Another Day in Cuba
Another Day in Cuba
By Jay Nordlinger
December 7, 2012 10:33 A.M.
A recent episode in Cuba has the friends of that nation quite upset. As
I understand it, a 15-year-old girl named Berenice Héctor González was
defending her aunt, a member of the Ladies in White. The Ladies in White
are a group made up of wives, sisters, daughters, and other relatives of
political prisoners. They do such things as march silently through the
streets and hold candlelight vigils. The dictatorship considers them a
great threat, and attacks them, physically, often.
For the offense of defending her aunt and other Ladies in White against
taunts — "Putas," etc. — Berenice was sliced up, with a knife, by the
daughter of a state-security official. Berenice was sliced all over her
body, basically. When she and her family went to seek justice — again,
as I understand it — they were beaten. This is absolutely standard
operating procedure in the Castros' paradise.
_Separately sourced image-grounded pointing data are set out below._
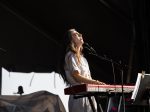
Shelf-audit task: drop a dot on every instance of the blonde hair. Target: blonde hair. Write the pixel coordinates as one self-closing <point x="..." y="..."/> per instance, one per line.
<point x="72" y="46"/>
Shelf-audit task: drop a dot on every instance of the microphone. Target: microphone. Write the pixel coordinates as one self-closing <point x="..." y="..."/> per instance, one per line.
<point x="88" y="47"/>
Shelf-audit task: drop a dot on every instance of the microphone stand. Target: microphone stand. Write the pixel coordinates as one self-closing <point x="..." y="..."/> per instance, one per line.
<point x="93" y="52"/>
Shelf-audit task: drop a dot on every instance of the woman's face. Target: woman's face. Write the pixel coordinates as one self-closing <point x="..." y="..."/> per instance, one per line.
<point x="77" y="38"/>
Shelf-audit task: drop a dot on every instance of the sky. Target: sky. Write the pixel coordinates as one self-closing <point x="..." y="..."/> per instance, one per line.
<point x="33" y="82"/>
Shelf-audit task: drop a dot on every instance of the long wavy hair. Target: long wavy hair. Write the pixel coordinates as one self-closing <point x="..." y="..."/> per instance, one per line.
<point x="69" y="45"/>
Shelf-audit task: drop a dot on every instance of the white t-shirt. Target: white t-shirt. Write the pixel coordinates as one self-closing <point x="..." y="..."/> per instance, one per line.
<point x="72" y="65"/>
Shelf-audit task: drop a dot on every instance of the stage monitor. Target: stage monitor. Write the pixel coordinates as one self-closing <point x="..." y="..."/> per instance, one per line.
<point x="142" y="89"/>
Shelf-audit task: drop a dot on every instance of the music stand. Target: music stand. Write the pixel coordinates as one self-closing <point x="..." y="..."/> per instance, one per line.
<point x="141" y="93"/>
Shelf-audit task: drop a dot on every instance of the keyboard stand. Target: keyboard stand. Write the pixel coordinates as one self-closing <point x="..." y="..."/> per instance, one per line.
<point x="99" y="107"/>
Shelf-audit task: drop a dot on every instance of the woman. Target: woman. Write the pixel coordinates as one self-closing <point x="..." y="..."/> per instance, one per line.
<point x="77" y="70"/>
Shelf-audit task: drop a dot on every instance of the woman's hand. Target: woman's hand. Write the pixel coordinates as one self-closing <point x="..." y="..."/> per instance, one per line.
<point x="99" y="82"/>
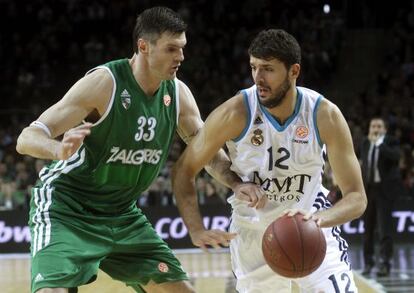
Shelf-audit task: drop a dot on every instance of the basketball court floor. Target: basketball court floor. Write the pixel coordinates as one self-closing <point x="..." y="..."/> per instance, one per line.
<point x="211" y="273"/>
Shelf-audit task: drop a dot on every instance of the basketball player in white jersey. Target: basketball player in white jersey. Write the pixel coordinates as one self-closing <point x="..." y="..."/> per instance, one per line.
<point x="277" y="135"/>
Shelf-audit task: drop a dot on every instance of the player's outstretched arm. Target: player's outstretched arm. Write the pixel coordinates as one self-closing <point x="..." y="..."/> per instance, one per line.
<point x="224" y="123"/>
<point x="90" y="94"/>
<point x="189" y="125"/>
<point x="335" y="133"/>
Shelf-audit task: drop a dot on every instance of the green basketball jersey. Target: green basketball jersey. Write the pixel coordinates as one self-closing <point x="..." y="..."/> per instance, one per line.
<point x="125" y="151"/>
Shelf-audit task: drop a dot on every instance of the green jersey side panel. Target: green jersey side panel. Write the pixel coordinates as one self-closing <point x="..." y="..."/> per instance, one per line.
<point x="125" y="151"/>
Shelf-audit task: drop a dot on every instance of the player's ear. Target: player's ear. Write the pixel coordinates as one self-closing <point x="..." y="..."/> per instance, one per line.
<point x="142" y="46"/>
<point x="294" y="70"/>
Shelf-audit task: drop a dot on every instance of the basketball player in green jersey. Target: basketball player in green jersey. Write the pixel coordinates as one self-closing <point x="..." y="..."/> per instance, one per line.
<point x="118" y="123"/>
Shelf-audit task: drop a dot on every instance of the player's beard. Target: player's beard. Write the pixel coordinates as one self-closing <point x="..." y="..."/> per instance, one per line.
<point x="279" y="96"/>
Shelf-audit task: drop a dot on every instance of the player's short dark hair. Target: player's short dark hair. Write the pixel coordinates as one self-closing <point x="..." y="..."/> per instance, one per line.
<point x="378" y="117"/>
<point x="152" y="22"/>
<point x="276" y="43"/>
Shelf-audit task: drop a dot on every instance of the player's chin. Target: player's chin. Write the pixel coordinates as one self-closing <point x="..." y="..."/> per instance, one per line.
<point x="171" y="76"/>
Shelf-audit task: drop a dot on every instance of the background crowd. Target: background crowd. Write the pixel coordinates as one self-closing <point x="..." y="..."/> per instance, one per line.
<point x="60" y="40"/>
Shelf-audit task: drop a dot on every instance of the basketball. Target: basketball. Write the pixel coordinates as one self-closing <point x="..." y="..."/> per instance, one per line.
<point x="293" y="247"/>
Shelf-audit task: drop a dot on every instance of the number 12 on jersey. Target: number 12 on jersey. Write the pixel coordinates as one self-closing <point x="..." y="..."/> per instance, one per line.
<point x="285" y="154"/>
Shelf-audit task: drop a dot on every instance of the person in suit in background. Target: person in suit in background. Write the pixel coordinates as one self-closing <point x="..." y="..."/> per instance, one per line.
<point x="380" y="155"/>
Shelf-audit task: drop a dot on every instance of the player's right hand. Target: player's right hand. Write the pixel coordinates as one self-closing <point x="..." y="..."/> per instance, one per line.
<point x="252" y="193"/>
<point x="215" y="238"/>
<point x="72" y="140"/>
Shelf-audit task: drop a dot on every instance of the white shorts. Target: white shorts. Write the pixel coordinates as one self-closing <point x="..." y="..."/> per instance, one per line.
<point x="254" y="275"/>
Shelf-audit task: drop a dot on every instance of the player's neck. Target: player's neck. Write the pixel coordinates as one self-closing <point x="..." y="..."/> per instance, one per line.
<point x="286" y="108"/>
<point x="148" y="83"/>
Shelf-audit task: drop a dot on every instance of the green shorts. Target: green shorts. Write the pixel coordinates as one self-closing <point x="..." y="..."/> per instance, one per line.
<point x="67" y="250"/>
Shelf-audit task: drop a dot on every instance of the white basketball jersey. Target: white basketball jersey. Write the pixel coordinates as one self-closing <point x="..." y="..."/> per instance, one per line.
<point x="286" y="160"/>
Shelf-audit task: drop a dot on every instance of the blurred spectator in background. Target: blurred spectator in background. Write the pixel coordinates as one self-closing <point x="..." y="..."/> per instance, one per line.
<point x="380" y="169"/>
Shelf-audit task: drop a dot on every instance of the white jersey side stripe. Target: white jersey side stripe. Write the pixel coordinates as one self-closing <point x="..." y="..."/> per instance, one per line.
<point x="315" y="122"/>
<point x="248" y="118"/>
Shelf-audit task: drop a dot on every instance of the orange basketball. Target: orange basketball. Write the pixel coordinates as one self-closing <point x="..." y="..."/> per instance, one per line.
<point x="293" y="247"/>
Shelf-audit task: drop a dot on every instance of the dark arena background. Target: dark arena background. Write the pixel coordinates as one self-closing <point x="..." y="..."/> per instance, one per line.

For those who can bear it, an article is here, and a video (in Spanish)
is here. I now await the usual mail from the American Left telling me
that 15-year-old Berenice is a Batista stooge (that dictator having been
removed from power in 1959, almost 40 years before Berenice was born).
A friend of mine in Miami, a Cuban exile, wrote me in particular
despair. She said, "What can we do? What is the best way to stop this?"
I don't know. The Cuban people — like other peoples under totalitarian
dictatorship — seem helpless before their persecutors. Most of the world
is indifferent. Che Guevara's face graces, or defaces, a billion
T-shirts. Fidel Castro receives warmest treatment in American
universities, and, personally, from many members of our political
establishment (Congressman Rangel, Congressman Serrano, and so on).
For three years, Alan Gross, an American aid worker, has been held
hostage in Cuba. The United States either can't do anything or won't do
anything. For a National Review piece last year, I asked Ileana
Ros-Lehtinen, the chairman of the House Foreign Affairs Committee, about
the matter. I said, "Why doesn't the Castro government pay a price for
this? I mean, we're the United States, and they're holding an aid worker
of ours hostage? Are we a superpower or what?"
She said, in essence, "Jay, what are you talking about? They killed
three U.S. citizens and one permanent resident. They blew them out of
the skies, when they were in international airspace. [These were
Brothers to the Rescue pilots, looking for wretches on rafts to pick up,
before they drowned.] The dictatorship paid basically no price for that.
You think they're going to pay a price for holding an aid worker hostage?"
Ah — when you put it that way . . .
P.S. A happy, laudable thing occurred in 2005: The Ladies in White won
the Sakharov Prize for Freedom of Thought. This is given by the European
Parliament. If the Ladies or a dissident such as Oscar Biscet won the
Nobel prize, that would rock Cuba, I think. But you remember what
Armando Valladares (one of the greatest of the dissidents) said: "If the
Cuban dictatorship were right-wing instead of left-wing, we'd have won
two or three Nobel prizes already." For sure.